Benchmarking strategies to compare fingerprint performance have been described by Bender & Glen and Godden et al. We take an active molecule as the query. We then create a “target” collection of non-active molecules (decoys) and also add several other actives. We then evaluate the Tanimoto similarity between the query and each compound in the target collection. The target collection is then ranked in order of decreasing similarity. The hope is that a good fingerprint will cause the actives in the target collection to be highly ranked. The extent to which this occurs is a measure of the effectiveness of the fingerprint. The Curious Wavefunction has a good post on datasets and performance measurements for virtual screening methods.
How do we measure performance quantitatively? One way to do this is by evaluating enrichment curves. The process first looks at, say, the top 1% of the ranked target collection and counts what fraction of all the actives lie within this portion. The process is then repeated with increasing percentages. The goal of a fingerprint (or any other virtual screening method) is to have a large fraction of the actives when we consider a low percentage of the target collection, since this would theoretically allow us to look at just, say, 5% of the whole target collection to get the all actives.
Note, while the use of enrichment curves is common, it is not necessarily the most appropriate measure of performance and has been discussed by Hawkins et al. Alternative methods such as ROC curves and the RIE metric are more rigorous and robust. But it took 10 minutes to write the code to get the enrichment curves (and factors), so that’s what I’ll use here.
So with this procedure in hand, I considered two of the datasets provided by Rohrer & Baumann. Specifically, I used AID’s 466 and 548 (which were cleaned locally). Each of these datasets had 30 actives and 15,000 decoys. I combined the actives with the decoys and obtained enrichment curves using each of the actives against the 15,030 compound target collection. The final enrichment curve was then obtained by averaging the 30 individual enrichment curves.
This procedure was performed using 5 different fingerprints, and in all cases the Tanimoto metric was employed.
- BCI 1052 bit structural keys
- MACCS 166 bit structural keys (implemented in the CDK)
- EState 79 bit structural keys (implemented in the CDK)
- CDK 1024 bit standard hashed (ignores cyclic systems)
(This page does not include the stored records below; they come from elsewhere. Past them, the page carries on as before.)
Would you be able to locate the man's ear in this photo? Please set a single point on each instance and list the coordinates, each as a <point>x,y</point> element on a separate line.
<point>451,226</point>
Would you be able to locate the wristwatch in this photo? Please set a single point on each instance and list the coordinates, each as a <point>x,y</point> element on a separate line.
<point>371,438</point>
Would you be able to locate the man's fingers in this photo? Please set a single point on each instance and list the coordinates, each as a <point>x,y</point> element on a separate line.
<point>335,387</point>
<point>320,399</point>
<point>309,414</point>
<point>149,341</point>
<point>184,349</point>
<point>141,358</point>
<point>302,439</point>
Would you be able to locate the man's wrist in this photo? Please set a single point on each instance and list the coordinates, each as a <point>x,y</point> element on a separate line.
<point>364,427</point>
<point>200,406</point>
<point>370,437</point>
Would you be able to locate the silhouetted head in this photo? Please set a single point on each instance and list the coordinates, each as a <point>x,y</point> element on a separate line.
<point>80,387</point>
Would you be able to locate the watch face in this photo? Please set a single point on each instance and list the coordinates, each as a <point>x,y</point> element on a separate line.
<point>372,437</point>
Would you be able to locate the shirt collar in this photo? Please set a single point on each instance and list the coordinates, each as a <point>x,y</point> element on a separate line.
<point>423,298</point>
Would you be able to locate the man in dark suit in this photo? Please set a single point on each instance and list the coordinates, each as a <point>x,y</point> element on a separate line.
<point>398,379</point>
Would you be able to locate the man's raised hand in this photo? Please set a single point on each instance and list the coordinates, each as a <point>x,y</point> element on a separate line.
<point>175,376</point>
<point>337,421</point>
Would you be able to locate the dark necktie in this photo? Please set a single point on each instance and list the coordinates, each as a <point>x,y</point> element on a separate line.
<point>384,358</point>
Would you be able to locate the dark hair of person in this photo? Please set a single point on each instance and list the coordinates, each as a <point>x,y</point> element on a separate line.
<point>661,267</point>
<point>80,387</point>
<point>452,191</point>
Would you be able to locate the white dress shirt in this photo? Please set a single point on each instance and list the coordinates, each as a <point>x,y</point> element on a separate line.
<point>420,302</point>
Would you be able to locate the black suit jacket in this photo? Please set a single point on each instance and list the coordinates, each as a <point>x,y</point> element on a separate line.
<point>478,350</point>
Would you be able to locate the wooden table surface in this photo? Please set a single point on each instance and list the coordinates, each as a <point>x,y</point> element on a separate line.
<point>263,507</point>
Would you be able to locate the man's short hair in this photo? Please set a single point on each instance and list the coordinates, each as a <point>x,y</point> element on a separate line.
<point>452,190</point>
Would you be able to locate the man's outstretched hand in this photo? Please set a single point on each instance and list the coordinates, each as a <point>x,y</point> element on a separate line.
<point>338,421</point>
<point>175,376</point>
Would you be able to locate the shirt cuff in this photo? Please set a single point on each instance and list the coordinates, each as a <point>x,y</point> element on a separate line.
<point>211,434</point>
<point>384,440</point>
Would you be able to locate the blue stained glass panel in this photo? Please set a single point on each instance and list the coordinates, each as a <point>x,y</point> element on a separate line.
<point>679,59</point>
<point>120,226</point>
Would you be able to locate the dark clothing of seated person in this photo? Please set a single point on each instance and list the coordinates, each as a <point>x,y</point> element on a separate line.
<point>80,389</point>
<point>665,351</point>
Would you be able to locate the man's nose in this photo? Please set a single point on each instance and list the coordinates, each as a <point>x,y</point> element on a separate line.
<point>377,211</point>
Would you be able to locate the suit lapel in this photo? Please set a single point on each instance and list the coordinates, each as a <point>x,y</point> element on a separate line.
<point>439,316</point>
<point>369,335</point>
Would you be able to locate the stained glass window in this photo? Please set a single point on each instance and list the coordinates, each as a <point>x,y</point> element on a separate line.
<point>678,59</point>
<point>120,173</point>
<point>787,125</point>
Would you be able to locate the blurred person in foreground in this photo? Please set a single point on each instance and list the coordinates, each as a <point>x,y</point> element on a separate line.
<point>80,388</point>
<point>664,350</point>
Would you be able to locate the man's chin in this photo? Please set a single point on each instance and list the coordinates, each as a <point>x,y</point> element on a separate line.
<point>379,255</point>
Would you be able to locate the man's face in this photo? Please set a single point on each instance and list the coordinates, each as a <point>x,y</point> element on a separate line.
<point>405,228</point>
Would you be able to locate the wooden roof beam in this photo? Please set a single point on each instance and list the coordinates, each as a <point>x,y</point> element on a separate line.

- CDK 1024 bit extended hashed (considers cyclic systems)
The plots below compare the performance of the five fingerprints for the AID 466 dataset. Looking at the right hand plot, we see that overall none of the fingerprints are doing too great. More interesting is the left hand plot which focuses on the smaller percentages of the target collection. Here we see that the standard CDK hashed fingerprint is actually performing quite similarly to the BCI 1052 structural keys. Surprisingly the extended CDK fingerprints don’t seem to be doing so well, even though it takes into account more features.
The figure below shows the results for the same give fingerprints applied to the 548 dataset. As noted above, enrichment curves are dependent on the dataset being analyzed. For this dataset, all the fingerprints exhibit better performance. In this case, the CDK extended fingerprint appears to be doing the best. Surprisingly the BCI keys are outperformed by the two CDK hashed fingerprints.
It’s also useful to look at the enrichment factors for, say , the top 5% of the target collection and are listed below for the five fingerprints
|Dataset||BCI||MACCS||EState||CDK Standard||CDK Extended|
The overall performance of all the fingerprints is not great – but this is not surprising, since the datasets have been constructed to have a high degree of scaffold diversity. Such datasets are designed not to unduly favor 2D fingerprint methods. While these results are not conclusive, and should be repeated for more datasets (and I’d also like to see how circular fingerprints perform on these datasets), they do suggest that the simplistic CDK hashed fingerprints are not too bad.